WO-2006004945-A1 'Stereospecific anxiolytic and anticonvulsant agents with reduced muscle-relaxant, sedative-hypnotic and ataxic effects'
US-7618958-B2 'Stereospecific anxiolytic and anticonvulsant agents with reduced muscle-relaxant, sedative-hypnotic and ataxic effects'
The upper reference is to the (S) enantiomer, the lower the (R). I find it quite interesting that two benzodiazepines differing only in the stereochemistry of a 3-methyl substituent should find themselves in different papers. But the question is - what differences does that chiral methyl group make? Presuming replacing the ester with stable ring system overcomes the issue of duration (which the patents suggest they do). The examples with a 1,2-oxazole seem to produce significantly different effects to those with a 1,2,4-oxadiazole (i.e. one of the two
is removed).I freely admit that it requires quite a deep dive but I do know that Cook et al produced an extremely large set of ligands and through that was able to model many of the benzodiazepine sites of the GABA receptor.

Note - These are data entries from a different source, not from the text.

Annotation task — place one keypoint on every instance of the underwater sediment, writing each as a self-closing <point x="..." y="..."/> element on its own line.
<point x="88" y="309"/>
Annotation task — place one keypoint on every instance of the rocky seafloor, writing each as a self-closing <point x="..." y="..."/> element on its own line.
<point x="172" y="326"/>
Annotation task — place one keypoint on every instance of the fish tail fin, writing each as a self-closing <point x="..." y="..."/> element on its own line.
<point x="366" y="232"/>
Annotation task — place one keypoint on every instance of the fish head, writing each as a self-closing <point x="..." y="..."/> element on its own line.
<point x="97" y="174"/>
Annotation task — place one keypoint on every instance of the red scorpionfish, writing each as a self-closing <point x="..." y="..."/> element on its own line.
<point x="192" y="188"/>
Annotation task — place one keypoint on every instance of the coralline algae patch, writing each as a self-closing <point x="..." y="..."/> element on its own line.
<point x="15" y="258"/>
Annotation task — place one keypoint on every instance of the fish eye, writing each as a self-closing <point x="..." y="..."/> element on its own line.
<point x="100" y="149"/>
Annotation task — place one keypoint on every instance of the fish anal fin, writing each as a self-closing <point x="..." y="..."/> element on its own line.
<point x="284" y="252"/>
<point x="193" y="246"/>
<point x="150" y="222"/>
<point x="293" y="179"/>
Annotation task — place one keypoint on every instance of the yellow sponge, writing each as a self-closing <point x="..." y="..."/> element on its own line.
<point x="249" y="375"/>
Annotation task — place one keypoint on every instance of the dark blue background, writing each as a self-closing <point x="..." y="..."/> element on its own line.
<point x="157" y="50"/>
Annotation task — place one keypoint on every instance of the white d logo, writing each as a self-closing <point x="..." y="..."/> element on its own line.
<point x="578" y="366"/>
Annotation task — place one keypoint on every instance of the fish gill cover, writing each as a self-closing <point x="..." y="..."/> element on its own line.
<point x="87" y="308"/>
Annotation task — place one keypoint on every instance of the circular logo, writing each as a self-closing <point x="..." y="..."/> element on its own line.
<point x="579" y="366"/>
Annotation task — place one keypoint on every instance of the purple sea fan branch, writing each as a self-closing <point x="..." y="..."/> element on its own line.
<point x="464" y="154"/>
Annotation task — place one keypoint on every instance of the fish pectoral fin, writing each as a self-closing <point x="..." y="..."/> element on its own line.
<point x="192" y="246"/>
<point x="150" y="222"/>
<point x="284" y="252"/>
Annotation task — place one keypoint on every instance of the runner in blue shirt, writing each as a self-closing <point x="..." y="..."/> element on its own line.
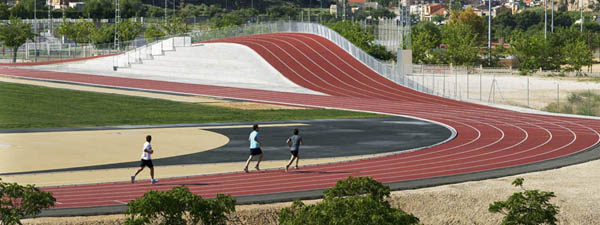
<point x="255" y="145"/>
<point x="294" y="143"/>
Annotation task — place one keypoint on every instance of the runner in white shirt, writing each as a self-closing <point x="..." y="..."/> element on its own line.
<point x="255" y="145"/>
<point x="146" y="160"/>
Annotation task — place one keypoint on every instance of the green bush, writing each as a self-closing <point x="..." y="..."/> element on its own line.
<point x="177" y="207"/>
<point x="529" y="207"/>
<point x="18" y="201"/>
<point x="358" y="200"/>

It's going to take rather a long time to find all of those papers again. Cook spent about two decades on the topic working with a Chinese team (QH-II-66 being the work of his Chinese cohort).

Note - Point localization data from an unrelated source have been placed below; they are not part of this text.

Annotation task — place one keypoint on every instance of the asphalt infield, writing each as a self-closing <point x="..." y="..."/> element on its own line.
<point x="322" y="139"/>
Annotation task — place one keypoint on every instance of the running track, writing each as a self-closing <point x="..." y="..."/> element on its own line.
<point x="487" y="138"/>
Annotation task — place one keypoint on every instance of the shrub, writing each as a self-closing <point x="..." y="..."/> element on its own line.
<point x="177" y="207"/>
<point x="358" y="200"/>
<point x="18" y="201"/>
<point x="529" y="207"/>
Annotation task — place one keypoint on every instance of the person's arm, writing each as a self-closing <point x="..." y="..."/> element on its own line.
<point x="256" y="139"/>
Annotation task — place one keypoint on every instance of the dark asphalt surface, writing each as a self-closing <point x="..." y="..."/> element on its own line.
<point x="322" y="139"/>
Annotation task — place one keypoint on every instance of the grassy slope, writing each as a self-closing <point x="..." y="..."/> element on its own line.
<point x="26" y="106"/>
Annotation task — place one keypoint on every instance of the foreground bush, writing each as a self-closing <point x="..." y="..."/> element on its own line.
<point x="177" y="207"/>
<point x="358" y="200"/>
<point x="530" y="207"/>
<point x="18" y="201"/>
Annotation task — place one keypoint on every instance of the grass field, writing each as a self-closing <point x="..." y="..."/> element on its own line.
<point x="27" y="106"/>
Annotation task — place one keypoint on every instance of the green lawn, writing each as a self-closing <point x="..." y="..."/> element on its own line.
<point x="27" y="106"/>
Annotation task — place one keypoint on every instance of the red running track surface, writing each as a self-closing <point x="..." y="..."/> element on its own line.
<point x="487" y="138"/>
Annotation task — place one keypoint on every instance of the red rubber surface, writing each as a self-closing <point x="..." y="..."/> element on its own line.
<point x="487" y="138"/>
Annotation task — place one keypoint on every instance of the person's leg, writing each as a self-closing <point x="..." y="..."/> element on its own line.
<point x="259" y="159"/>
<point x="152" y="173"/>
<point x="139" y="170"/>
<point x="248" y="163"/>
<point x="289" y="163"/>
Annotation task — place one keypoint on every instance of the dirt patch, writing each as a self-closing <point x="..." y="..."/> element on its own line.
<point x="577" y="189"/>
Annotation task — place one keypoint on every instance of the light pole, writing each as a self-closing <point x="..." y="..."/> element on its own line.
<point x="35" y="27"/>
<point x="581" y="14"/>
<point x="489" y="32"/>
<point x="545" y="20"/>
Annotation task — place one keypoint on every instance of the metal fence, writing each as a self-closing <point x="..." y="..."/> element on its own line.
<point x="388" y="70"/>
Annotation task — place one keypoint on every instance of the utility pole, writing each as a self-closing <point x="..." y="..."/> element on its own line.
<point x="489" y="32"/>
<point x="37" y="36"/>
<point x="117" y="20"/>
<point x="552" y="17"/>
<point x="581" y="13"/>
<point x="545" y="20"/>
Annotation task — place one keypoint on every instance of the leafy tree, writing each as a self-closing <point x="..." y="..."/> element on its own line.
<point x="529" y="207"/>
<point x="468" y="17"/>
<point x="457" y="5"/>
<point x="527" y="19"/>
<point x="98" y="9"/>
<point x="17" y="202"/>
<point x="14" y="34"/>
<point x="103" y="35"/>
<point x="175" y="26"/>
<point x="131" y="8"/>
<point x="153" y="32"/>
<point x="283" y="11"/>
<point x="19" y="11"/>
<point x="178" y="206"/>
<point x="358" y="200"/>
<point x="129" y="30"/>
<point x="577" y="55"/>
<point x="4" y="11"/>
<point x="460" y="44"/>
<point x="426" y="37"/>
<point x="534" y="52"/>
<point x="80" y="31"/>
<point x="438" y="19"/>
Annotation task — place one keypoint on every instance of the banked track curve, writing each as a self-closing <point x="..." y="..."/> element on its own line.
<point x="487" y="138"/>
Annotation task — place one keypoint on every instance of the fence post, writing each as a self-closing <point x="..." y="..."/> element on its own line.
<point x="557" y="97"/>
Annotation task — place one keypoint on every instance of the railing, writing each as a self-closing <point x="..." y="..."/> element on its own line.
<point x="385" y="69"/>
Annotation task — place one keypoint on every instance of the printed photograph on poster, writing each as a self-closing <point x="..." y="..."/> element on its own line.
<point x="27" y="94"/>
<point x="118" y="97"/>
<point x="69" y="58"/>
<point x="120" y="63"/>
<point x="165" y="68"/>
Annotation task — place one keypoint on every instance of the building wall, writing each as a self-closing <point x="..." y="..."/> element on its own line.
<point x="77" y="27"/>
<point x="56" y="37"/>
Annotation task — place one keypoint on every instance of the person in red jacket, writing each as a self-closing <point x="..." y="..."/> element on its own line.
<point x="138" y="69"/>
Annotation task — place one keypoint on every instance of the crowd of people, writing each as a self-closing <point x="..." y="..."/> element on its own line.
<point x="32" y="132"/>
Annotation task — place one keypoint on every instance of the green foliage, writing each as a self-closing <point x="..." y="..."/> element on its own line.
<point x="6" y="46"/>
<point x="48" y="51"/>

I'm going to spend a while reading through some of his work but it would be interesting to find it a fragment of the benzodiazepine scaffold proves to be active. Obviously LogP is going to be an issue given the low MW but it was interesting to note the overlay. It should be remembered that while ortho substitution influences the activity of the 1,4-benzodiazepines, it appears that it offers no useful changes in the 1,5-benzodiazepines or indeed in the closely related benzooxazole class (etifoxine and related compounds),
In the meantime, obviously I DID check if their was much data on (S) etomidate and although their isn't much, what their is suggests that in animal models it significantly increased seizure thresholds Now, whatever else, it does strongly suggest that the two isomers do produce significantly different effects.
It's not possible to rule out ortho substitution of the benzene doesn't alter the effects of the compound, merely that nobody has pursued the matter (or at least PubChem isn't aware of it).
It would be nice to explore this class as I feel quite sure that neither the CSA laws of the US note the Markush definitions used in some other nations would cover such derivatives.